Separately: for ACLA's comment on Summer 2018 Part B rulemaking, which includes extensive comments on PAMA, see here.  AMP's 5-page letter on Part B rulemaking is here.  CAP's website for CMS letters appears to list its September 2016 and September 2017 PFS comment letters but not its September 2018 letter. CAP does have webinar slides on the PFS 2019 proposals (here).


As a non-attorney working full time on federal policy, I've always been puzzled by laws written by Congress which include a clause stating the implementation of the law is "shielded from judicial review."  Checks and balances?

According to news reports, the judge's dismissal hinges on lack of jurisdiction.  Even if the judge had jurisdiction, the section of law regarding which labs can report (with a 50% rule regarding Medicare Part B billings) is (or was or remains) problematic to craft around the issue of hospital labs.  ACLA  offers a mathematical solution on pages 9-11 of its comment letter.

CMS proposed to use 1450 claims forms in regard to its definition of hospital reference lab reporting.  AMP and ACLA seem to take diametrically opposed positions on the wisdom of this CMS suggestion.
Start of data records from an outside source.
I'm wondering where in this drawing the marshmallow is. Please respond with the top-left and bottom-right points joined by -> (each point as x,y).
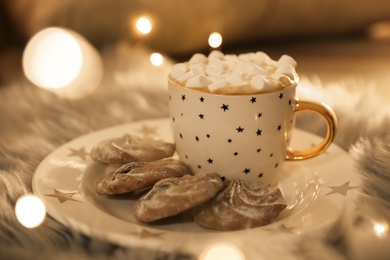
278,54 -> 297,68
206,66 -> 223,77
189,64 -> 204,75
185,75 -> 211,88
171,51 -> 298,94
209,50 -> 225,60
171,63 -> 187,79
226,72 -> 244,86
177,71 -> 195,82
188,53 -> 207,64
233,61 -> 251,74
275,63 -> 296,80
208,79 -> 228,92
253,51 -> 272,66
250,75 -> 272,90
238,52 -> 255,63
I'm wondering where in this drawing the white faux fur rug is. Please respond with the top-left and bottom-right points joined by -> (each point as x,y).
0,45 -> 390,259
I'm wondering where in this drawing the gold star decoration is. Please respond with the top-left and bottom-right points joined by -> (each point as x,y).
138,125 -> 157,137
325,181 -> 357,196
266,224 -> 297,233
132,229 -> 164,239
45,189 -> 81,203
68,147 -> 88,161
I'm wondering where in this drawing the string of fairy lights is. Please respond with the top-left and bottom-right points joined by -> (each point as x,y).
15,13 -> 387,260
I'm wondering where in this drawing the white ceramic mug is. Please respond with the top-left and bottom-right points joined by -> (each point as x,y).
168,78 -> 337,185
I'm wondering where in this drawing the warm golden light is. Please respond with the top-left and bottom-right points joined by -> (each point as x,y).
209,32 -> 222,48
135,17 -> 152,34
23,27 -> 103,98
374,223 -> 387,236
23,28 -> 83,88
150,52 -> 164,67
15,195 -> 46,228
199,243 -> 245,260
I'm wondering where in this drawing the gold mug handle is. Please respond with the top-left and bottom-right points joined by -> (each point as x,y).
286,100 -> 337,161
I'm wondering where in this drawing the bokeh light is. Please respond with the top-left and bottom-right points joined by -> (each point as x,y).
209,32 -> 222,48
135,17 -> 152,34
199,242 -> 245,260
150,52 -> 164,67
23,27 -> 103,98
23,28 -> 83,88
15,195 -> 46,228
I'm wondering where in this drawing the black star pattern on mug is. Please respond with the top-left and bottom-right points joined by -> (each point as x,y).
243,168 -> 251,174
236,126 -> 244,133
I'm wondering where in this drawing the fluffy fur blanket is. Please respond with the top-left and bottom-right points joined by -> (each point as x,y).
0,45 -> 390,259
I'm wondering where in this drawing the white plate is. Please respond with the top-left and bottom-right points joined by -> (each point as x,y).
32,119 -> 360,255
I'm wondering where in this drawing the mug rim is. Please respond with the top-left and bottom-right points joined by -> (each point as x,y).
168,75 -> 299,97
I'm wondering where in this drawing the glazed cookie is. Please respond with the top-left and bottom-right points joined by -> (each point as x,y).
91,134 -> 175,164
96,158 -> 189,195
191,180 -> 287,230
133,172 -> 223,222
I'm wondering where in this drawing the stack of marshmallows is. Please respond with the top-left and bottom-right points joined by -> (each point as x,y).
170,51 -> 298,94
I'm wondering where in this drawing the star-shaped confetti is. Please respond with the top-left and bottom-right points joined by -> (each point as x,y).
236,126 -> 244,133
68,147 -> 88,161
45,189 -> 82,203
325,181 -> 357,196
221,104 -> 229,111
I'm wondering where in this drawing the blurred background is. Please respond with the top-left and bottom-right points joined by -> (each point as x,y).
0,0 -> 390,98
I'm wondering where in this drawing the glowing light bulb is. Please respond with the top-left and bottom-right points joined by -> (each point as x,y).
135,17 -> 152,34
15,195 -> 46,228
209,32 -> 222,48
150,52 -> 164,67
23,27 -> 103,98
199,243 -> 245,260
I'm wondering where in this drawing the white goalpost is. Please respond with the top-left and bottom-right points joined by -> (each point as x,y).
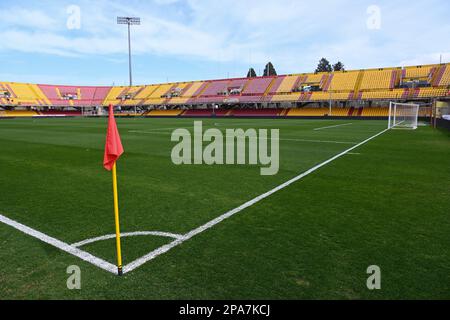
388,102 -> 419,130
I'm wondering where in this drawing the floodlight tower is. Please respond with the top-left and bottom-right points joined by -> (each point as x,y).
117,17 -> 141,87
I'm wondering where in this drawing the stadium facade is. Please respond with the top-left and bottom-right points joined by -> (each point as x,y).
0,63 -> 450,117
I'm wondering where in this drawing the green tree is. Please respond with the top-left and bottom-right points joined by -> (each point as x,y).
263,62 -> 277,77
247,68 -> 257,78
333,61 -> 345,71
316,58 -> 333,72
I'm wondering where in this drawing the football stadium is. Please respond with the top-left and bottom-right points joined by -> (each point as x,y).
0,1 -> 450,300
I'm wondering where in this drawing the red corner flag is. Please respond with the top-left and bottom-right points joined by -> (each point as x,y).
103,104 -> 123,171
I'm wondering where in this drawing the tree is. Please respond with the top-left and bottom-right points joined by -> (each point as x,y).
263,62 -> 277,77
316,58 -> 333,72
333,61 -> 345,71
247,68 -> 257,78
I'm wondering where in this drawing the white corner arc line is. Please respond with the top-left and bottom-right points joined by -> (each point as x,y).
0,214 -> 117,273
71,231 -> 183,248
313,123 -> 353,131
123,129 -> 389,273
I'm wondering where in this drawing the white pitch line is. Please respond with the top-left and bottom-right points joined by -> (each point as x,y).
123,129 -> 389,273
313,123 -> 353,131
71,231 -> 183,248
0,214 -> 117,273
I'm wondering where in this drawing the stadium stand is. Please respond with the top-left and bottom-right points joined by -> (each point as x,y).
0,63 -> 450,117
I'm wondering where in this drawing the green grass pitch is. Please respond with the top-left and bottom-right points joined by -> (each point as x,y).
0,118 -> 450,299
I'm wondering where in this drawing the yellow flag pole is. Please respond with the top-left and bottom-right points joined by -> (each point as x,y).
112,162 -> 122,276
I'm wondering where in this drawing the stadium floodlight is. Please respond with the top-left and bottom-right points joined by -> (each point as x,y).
117,17 -> 141,87
388,102 -> 420,129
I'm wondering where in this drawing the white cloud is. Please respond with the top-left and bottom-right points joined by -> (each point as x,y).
0,0 -> 450,73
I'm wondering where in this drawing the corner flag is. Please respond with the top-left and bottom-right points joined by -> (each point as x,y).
103,105 -> 123,171
103,105 -> 123,276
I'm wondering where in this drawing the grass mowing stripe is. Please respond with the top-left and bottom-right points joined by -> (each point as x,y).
128,127 -> 357,144
314,123 -> 353,131
123,129 -> 389,273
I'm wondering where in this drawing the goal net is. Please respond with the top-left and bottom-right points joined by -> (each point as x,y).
388,102 -> 419,130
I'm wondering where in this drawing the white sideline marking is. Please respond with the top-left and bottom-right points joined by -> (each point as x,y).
71,231 -> 183,248
128,130 -> 357,144
123,129 -> 389,273
0,214 -> 117,273
313,123 -> 353,131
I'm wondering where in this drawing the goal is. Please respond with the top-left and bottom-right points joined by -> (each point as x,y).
388,102 -> 419,130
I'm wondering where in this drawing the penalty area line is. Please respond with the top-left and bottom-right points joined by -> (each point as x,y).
0,214 -> 117,274
123,129 -> 389,273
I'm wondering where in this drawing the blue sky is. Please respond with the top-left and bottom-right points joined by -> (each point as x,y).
0,0 -> 450,85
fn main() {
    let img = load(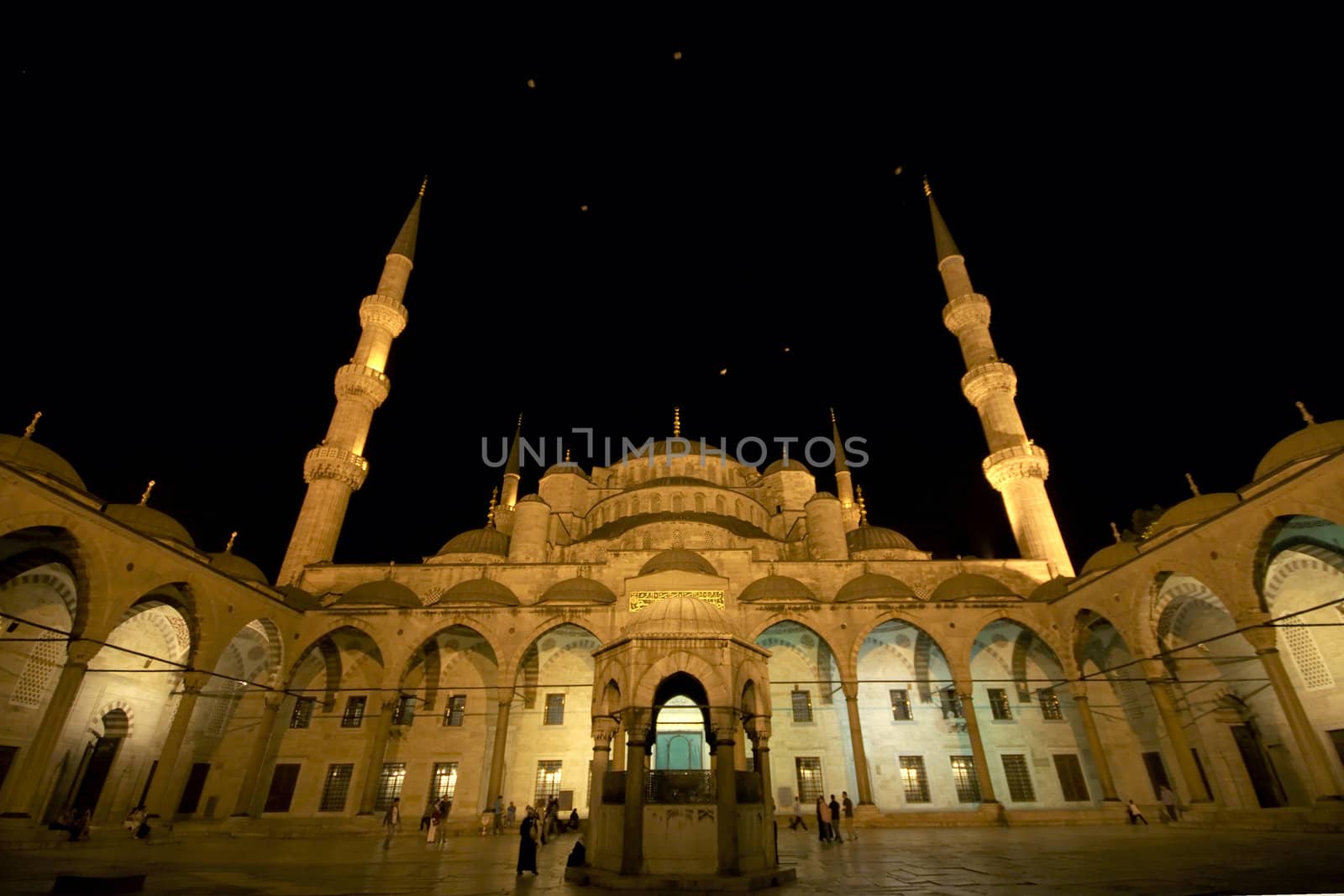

From summer proposed rulemaking, 1799 documents to the 2019 rule (CMS 1693 P) cited "PAMA" (here).


* As quoted by judge:  ACLA wrote, "It would raise constitutional concerns of the highest order if Congress were to require the Secretary to promulgate substantive legislative regulations that directly regulate primary conduct on threat of civil penalties but then [also] attempt to insulate those regulations and the Secretary's enforcement of them, from any form of judicial review."   [Decision, page 12].